The estimated regression line is
\[ \hat Y=\hat \alpha_1+\hat \beta_1 x \]
We can use this regression line to predict values of Y for specific values of x. We will denote this predicted value with \(\hat \mu_{Y|X}(x)\).
Example: What is the predicted height for a woman whose mother is 69 inches tall?
\(\hat y=\hat \alpha_1+\hat\beta_1x=29.917+0.542\times 69=67.315\)
\(\hat \mu_{Y|X=69}=\hat E(Y|X=69)=67.315\) inches.
This value represents two types of prediction.
Average height of all women whose mothers are 69 inches
Smaller error due to averaging
The height of an individual (future observation) women whose mother is 69 inches.
Higher error for individual prediction
The errors and intervals associated with these two cases are different.
It is easier to estimate the average for populations (smaller error, narrower confidence interval) than to predict a response for an individual (larger error, larger confidence interval).
A \((1-\alpha)100\)% confidence interval is
\[ \hat \mu_{Y|X}(x)\pm t_{n-2,\alpha/2}S_{\epsilon}\sqrt{{1\over n}+{(x-\bar X)^2\over \sum(X_i-\bar X)^2}} \]
The margin of error of average response interval will converge to zero as \(n\to \infty\)
The margin of error depends on variation of response (error).
Confidence interval at the center of predictors, and wider as x moves away from \(\bar X\)
Confidence interval is smaller as sample increase
Larger variance of X leads to a smaller Confidence interval. (more “type” of sample collected.)
A \((1-\alpha)100\)% prediction interval is
\[ \hat \mu_{Y|X}(x)\pm t_{n-2,\alpha/2}S_{\epsilon}\sqrt{1+{1\over n}+{(x-\bar X)^2\over \sum(X_i-\bar X)^2}} \]
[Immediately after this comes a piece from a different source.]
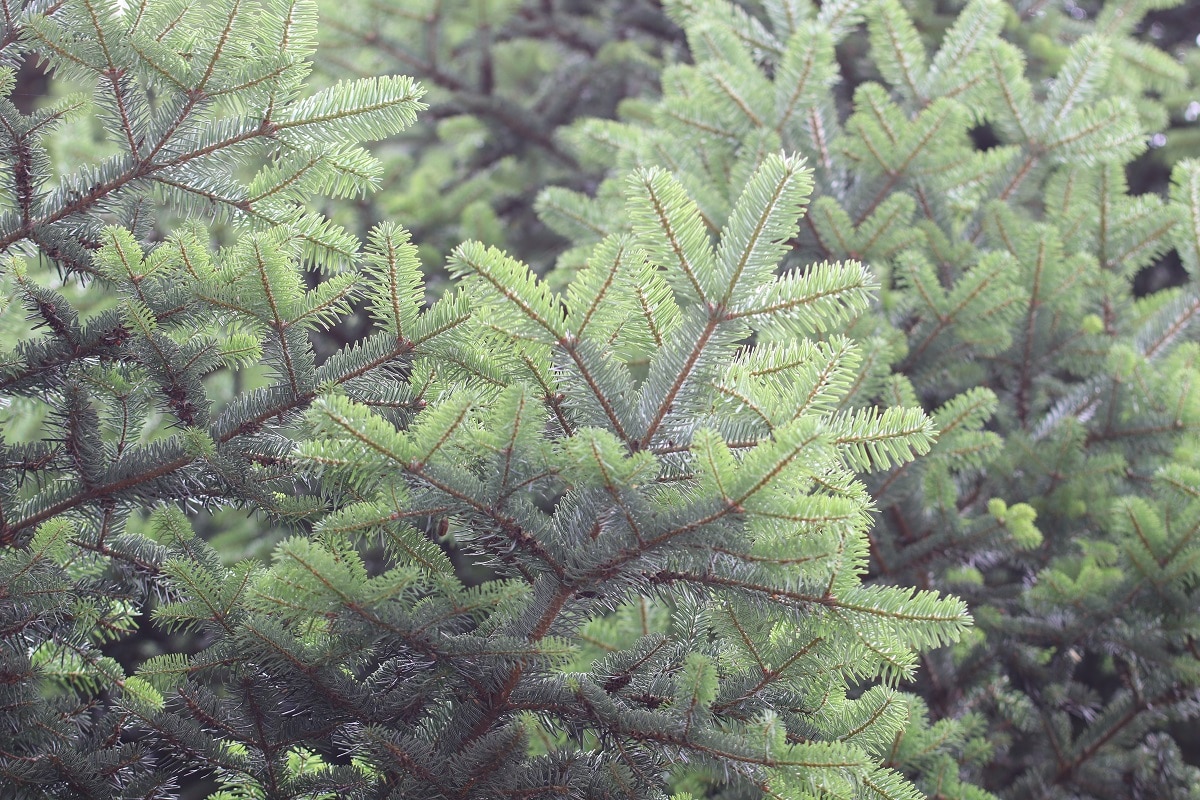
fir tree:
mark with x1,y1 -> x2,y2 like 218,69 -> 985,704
0,0 -> 979,799
549,0 -> 1200,798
The margin of error of prediction interval will not converge to zero as \(n\to \infty\)
The prediction band is larger in prediction than average response
Both of these intervals can be computed using R.
Example: Compute and interpret the 95% confidence interval and 95% prediction interval when mother’s height is 69 inches.
t <- data.frame(Mheight=69)
predict(model, t, interval = "confidence", level = 0.95)
## fit lwr upr
## 1 67.29798 66.94365 67.65231
predict(model, t, interval = "prediction", level = 0.95)
## fit lwr upr
## 1 67.29798 62.83808 71.75789
Caution: Don’t do prediction for values of x that are far outside of the range of the data.
fit is the \(\hat\mu_{Y|X}\) of data
Interpretation:
Average interval: We are 95% confident that the average height of women whose mother are 69 inches tall is between 66.94 an 67.65.
Prediction interval: We are 9% confident that a particular women whose mother is 69 inches tall is between 62.84 and 71.76 inches.